We tried the Whopperito, the burger that fits in your cup holder

I ate a Whopperito so you don't have to. But you might want to. We'll get to that. It was not undelicious.

For those who don't know, the Whopperito is the latest identity-crisis product to hit fast food, Burger King's attempt at a Mexican-inspired version of its classic hamburger. The sesame seed bun is replaced by a flour tortilla, the flame-broiled patty gets seasoned and crumbled, and the veggies are just kind of stuffed in there. Everything is covered in an orangey spicy cheesy sauce.

Before we eat, let's talk about that name. While it does sound like a decent mash-up of Whopper and burrito, in Spanish it actually would translate roughly as "little Whopper." Which it's not. A more appropriate title might be Whopperwrap, because aside from the tortilla and vaguely Mexican spices, it lacks traditional burrito hallmarks. But I probably wouldn't have left work on a busy day to seek out a Whopperwrap. Those marketing people know what they're doing.

Like most burritos (and this is barely a burrito), the success or failure of any individual Whopperito comes down to the person doing the wrapping. The specimen you see here was relatively well packaged, with the insides staying inside and the outer casing more or less one continuous layer of sturdy tortilla.

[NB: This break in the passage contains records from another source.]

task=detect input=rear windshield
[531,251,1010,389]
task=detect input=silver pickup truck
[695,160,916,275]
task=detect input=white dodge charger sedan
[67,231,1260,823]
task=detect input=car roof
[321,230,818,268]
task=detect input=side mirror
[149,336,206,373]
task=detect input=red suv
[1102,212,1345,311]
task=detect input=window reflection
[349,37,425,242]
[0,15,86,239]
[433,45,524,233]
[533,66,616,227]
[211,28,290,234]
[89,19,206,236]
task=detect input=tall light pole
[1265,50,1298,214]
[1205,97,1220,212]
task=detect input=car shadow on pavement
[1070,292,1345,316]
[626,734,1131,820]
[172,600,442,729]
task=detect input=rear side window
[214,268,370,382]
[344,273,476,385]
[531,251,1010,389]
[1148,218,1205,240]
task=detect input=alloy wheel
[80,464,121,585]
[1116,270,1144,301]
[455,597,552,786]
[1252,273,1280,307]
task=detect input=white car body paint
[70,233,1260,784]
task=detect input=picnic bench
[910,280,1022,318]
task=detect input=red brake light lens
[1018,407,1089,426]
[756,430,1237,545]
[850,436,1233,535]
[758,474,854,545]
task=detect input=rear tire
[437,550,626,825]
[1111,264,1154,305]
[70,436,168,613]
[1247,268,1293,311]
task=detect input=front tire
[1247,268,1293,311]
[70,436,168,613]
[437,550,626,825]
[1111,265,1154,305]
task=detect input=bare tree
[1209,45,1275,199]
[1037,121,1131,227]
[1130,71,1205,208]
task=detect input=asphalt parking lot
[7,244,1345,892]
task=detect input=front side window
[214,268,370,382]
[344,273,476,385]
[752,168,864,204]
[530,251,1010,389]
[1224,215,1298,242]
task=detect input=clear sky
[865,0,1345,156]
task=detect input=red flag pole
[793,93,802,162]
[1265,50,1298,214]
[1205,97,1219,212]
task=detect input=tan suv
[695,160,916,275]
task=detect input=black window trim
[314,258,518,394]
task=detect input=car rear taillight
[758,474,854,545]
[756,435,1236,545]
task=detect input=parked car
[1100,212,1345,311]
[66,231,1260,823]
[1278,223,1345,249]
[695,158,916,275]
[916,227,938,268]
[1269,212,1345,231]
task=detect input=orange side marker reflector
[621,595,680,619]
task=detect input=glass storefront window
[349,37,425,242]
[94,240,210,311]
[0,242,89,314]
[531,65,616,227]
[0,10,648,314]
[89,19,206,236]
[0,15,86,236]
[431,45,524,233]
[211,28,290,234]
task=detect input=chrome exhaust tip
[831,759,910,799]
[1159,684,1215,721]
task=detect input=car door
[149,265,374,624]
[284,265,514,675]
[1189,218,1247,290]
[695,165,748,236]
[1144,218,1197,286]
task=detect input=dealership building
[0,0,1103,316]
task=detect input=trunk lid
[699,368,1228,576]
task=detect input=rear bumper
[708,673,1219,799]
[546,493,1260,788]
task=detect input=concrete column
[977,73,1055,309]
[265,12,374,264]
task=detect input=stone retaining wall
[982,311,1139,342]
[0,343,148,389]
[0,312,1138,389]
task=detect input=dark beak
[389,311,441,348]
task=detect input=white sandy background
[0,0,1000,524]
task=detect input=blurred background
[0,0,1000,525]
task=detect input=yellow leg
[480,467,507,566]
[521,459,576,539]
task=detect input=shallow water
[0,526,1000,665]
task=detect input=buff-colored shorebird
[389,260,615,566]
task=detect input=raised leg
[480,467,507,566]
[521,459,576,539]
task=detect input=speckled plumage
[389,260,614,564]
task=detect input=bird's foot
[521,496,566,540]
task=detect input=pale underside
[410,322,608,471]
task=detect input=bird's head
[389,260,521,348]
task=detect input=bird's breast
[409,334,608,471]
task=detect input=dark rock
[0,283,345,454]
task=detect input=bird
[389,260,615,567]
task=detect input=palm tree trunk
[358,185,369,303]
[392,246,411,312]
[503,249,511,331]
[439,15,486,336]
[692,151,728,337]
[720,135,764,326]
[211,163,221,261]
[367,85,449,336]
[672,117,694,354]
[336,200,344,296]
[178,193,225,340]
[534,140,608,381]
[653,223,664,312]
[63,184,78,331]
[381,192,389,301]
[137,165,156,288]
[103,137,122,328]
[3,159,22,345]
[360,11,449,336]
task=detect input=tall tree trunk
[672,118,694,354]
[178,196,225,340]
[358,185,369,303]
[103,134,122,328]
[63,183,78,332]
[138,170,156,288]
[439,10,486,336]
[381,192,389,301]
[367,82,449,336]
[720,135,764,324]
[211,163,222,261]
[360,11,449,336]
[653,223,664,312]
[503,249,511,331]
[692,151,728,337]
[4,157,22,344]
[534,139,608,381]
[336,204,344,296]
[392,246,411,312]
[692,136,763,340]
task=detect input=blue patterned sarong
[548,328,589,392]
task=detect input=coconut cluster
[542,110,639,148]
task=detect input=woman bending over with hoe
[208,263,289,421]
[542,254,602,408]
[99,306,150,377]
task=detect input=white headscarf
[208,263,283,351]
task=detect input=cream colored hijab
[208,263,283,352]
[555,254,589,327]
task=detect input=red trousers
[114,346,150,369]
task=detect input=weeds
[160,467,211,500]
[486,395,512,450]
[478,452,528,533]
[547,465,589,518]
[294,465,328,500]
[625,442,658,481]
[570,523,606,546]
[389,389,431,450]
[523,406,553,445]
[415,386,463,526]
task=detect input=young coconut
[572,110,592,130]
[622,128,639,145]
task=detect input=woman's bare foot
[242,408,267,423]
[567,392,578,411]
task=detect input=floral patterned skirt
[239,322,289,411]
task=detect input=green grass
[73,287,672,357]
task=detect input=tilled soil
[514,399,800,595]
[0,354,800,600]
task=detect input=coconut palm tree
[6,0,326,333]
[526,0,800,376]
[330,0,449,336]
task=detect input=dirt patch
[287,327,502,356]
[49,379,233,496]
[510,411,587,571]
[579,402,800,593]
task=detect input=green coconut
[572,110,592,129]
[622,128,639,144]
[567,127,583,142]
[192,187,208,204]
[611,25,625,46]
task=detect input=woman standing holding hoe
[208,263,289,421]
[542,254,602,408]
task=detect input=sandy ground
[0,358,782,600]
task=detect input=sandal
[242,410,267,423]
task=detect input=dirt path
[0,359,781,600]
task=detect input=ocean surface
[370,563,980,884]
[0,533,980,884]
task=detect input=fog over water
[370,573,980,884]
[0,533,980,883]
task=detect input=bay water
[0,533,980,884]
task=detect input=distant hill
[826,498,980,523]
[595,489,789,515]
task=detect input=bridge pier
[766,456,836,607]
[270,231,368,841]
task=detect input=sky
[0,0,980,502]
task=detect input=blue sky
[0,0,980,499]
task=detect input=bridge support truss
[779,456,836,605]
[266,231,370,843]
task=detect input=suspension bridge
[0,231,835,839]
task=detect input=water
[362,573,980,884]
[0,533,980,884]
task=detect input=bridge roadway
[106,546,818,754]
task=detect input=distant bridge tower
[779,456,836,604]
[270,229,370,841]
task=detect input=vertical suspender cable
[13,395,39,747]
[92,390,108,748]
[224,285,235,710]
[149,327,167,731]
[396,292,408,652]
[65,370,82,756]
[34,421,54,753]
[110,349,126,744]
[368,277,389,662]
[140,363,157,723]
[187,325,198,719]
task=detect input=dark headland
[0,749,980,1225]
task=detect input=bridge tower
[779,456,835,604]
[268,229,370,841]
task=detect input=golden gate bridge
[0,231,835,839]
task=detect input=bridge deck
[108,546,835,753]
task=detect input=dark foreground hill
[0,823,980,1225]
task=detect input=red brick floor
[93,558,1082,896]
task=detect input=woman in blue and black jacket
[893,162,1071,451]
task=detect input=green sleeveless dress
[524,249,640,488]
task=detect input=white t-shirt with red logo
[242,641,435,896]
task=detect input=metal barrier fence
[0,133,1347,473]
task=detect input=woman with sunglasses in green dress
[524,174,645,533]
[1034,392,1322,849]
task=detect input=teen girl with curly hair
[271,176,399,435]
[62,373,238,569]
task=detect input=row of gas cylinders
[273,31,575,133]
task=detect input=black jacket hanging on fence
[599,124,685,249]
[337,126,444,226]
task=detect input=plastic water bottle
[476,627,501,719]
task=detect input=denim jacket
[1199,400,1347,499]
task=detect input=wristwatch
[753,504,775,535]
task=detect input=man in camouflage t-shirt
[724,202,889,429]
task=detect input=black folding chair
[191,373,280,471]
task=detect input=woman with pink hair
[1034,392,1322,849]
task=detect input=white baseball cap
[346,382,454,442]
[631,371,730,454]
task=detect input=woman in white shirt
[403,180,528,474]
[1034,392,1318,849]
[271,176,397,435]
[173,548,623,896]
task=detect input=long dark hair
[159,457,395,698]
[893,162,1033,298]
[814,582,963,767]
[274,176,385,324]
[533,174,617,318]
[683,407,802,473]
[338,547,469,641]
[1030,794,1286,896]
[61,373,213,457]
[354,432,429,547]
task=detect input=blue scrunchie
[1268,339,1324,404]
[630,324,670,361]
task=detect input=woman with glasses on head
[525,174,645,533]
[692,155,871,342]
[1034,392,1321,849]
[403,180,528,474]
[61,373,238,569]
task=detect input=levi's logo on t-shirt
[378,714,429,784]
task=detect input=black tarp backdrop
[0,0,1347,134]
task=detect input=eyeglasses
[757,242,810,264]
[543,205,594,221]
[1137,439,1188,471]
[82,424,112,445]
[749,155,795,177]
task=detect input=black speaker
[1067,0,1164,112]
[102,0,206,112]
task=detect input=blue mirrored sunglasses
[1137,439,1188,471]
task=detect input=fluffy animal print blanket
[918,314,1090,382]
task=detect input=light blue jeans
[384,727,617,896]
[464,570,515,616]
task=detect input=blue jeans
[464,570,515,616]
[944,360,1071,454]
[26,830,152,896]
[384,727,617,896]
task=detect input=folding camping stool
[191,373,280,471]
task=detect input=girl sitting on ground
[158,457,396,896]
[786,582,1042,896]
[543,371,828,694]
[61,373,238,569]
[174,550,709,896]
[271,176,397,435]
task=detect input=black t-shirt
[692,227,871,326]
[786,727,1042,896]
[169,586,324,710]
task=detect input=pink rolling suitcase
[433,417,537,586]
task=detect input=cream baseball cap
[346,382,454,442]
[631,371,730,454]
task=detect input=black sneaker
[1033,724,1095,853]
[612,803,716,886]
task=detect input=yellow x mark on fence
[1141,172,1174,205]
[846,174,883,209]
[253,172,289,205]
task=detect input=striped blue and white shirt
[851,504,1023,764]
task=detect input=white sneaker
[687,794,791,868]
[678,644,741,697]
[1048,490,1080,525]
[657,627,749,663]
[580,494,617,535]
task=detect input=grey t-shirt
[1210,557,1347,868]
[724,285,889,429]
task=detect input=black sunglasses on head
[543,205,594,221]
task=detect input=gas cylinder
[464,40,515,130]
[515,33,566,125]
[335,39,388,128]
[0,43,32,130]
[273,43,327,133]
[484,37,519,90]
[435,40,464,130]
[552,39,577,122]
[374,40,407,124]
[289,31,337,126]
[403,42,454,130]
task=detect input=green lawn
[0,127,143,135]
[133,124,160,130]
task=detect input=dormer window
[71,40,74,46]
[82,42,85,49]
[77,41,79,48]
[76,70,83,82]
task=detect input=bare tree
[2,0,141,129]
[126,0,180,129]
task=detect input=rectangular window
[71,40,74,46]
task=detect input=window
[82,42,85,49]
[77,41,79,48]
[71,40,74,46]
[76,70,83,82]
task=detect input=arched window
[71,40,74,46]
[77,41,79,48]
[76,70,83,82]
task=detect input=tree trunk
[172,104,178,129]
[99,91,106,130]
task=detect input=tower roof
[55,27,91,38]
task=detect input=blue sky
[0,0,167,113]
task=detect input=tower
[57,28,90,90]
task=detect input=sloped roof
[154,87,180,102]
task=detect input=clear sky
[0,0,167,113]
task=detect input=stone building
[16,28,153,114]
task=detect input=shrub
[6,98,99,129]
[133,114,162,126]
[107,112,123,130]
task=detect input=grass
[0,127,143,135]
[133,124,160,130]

But the tortilla itself is slightly oversized for the amount of filling. I ordered a second Whopperito for more scientific testing (aka the Facebook Live video you can see above) and found that it was also neat on the outside but had a thick spine of tortilla down the center, separating the delicious insides into two pockets. What's happening is the tortilla is so big it's being folded over onto itself. No bueno. I get that Burger King employees aren't too practiced with the art of the wrap, and they might not get the chance given this item's limited-time-only-ness.

You want to know how it tastes, even if just to satisfy a morbid curiosity. Well, it's not bad, really. The first bite is a lot of tortilla, and subsequent scarfing tastes mostly of the orange sauce – Burger King calls it creamy queso in some places and taco sauce in others. Whatever this stuff is, it's delicious, and it would actually be great on other stuff. I would happily dip fries in it. The reference Whopper sandwich I bought tasted mostly of burger patty when I bit in, with some sesame bun of course. You don't really taste the vegetables on either, although the pickles do provide some texture relief in the otherwise soft 'rito.

What does this have to do with cars, you may be asking. Good question! I picked up the Whopper and Whopperito at the drive-thru and ate them both in a car (actually a truck, a 2017 Honda Ridgeline Black Edition) to assess their relative in-vehicle-eating-friendliness. This is where the Whopperito wins hands down, or at least hand down, because you can hold it and shove it into your mouth with just one paw – none of that awkward dance of holding the wrapper with one hand to catch stuff falling off the burger while you eat it with the other.

While I don't recommend eating while driving (or doing anything else while driving) and I know that the sight of food in a car gets clean freaks bent out of shape, I acknowledge that drive-thrus wouldn't be so popular if people didn't eat in cars. My hypothesis was that the wrapped burger would be easier to eat without making a mess and that held true. I also discovered that, between bites, the Whopperito stows very nicely in a standard-issue cup holder. It's perfect for the active professional on the go who needs a 570-calorie concoction with lots of carbs! When I tried putting the sandwich into a cup holder, it turned into a Whopper taco of sorts. Not the good kind.

The Whopperito is worth a try for those seeking the novelty, and it did take me directly to flavor country, but I don't think it ventures far enough into burrito territory. Adding some spice and swapping cheese food for cheese food sauce isn't exactly a reinvention of the hamburger, and like I said, it's more of a wrap, and not always a well-constructed one. But it's cheaper than a Whopper and has more protein, so there's that. Get yours while supplies last.